Twitter, followed by Facebook later in the day, disabled the account of President Donald Trump after deleting recent posts made by the president, including a video of him calling on protesters who had gathered on Wednesday at the U.S. Capitol building in Washington to go home in peace.
“As a result of the unprecedented and ongoing violent situation in Washington, D.C., we have required the removal of three @realDonaldTrump Tweets that were posted earlier today for repeated and severe violations of our Civic Integrity policy,” a Twitter announcement reads.
“This means that the account of @realDonaldTrump will be locked for 12 hours following the removal of these Tweets.
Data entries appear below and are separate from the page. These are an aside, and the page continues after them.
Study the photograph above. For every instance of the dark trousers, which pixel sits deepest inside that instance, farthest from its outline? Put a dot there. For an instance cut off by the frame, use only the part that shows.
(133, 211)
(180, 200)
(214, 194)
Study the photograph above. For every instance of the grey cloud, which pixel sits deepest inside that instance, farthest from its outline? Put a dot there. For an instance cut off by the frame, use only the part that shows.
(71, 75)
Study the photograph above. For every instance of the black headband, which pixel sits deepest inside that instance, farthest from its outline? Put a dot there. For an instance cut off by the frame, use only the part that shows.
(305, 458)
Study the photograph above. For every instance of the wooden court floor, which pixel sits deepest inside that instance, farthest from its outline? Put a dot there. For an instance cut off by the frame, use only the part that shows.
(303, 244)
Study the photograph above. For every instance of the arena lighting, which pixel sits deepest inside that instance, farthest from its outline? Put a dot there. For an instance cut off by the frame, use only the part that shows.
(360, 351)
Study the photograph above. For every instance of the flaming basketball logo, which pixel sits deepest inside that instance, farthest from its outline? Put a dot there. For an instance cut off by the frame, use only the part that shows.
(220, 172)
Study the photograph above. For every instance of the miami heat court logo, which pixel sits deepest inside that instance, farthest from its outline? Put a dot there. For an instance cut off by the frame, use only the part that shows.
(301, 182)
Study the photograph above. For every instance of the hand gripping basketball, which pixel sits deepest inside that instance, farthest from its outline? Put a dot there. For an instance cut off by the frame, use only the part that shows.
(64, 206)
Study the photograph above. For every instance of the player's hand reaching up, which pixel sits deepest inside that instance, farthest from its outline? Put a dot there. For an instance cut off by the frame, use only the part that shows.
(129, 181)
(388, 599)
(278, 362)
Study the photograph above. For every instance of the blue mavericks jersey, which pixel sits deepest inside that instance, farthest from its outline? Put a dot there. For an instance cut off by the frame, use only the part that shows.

If the Tweets are not removed, the account will remain locked,” the announcement continues. “Future violations of the Twitter Rules, including our Civic Integrity or Violent Threats policies, will result in permanent suspension of the @realDonaldTrump account.”
Facebook and the Facebook-owned Instagram later followed suit in temporarily locking Trump out of his accounts.
Facebook, Twitter, and Youtube have all removed a video of the president calling on protesters to go home. “You have to go home now. We have to have peace. We have to have law and order, we have to respect our great people in law and order,” Trump said in the deleted video.
Facebook was first to remove the video, which was up for just a few hours on late Wednesday afternoon.
A Facebook spokesperson said in a statement to news outlets, “The violent protests in the Capitol today are a disgrace. We prohibit incitement and calls for violence on our platform. We are actively reviewing and removing any content that breaks these rules.”
Guy Rosen, Facebook’s vice president of integrity, said in a statement, “This is an emergency situation and we are taking appropriate emergency measures, including removing President Trump’s video. We removed it because on balance we believe it contributes to rather than diminishes the risk of ongoing violence.”
Trump had not called for violence in his speech.
Prior to the removal of the video, Facebook applied a label to the president’s video that linked to its “Voting information center,” which shows Democratic presidential candidate Joe Biden as the winner of the November 2020 election. The Facebook label at the time read: “The US has laws, procedures, and established institutions to ensure the integrity of our elections. Get Accurate Election Info.”
The Epoch Times has yet to call the race.
Twitter removed the same video from its platform within an hour later of Facebook’s video removal, replacing the post with the message, “This Tweet violated the Twitter Rules,” and linked to the platform’s “enforcement options” page.
Twitter also removed a message from the president posted at 6:01 p.m. ET that read, “These are the things and events that happen when a sacred landslide election victory is so unceremoniously & viciously stripped away from great patriots who have been badly & unfairly treated for so long. Go home with love & in peace. Remember this day forever!
“I know your pain, I know you’re hurt. We had an election that was stolen from us. It was a landslide election and everyone knows it, especially the other side,” the president said in the now-removed video.
“We don’t want anybody hurt. It’s a very tough period of time. There’s never been a time like this where such a thing happened where they could take it away from all of us—from me, from you, from our country,” he added.
“This was a fraudulent election but we can’t play into the hands of these people. We have to have peace. So go home, we love you, you’re very special. You’ve seen what happens, you’ve seen the way others are treated that are so bad and so evil. I know how you feel. But go home, and go home in peace.”
The U.S. House and Senate temporarily halted the joint session of Congress on Wednesday after protesters breached the Capitol building, which interrupted concurrent debates in the two chambers over an objection to the counting of a slate of presidential electors from Arizona for Biden. The session has since resumed.
Jack Phillips contributed to this report.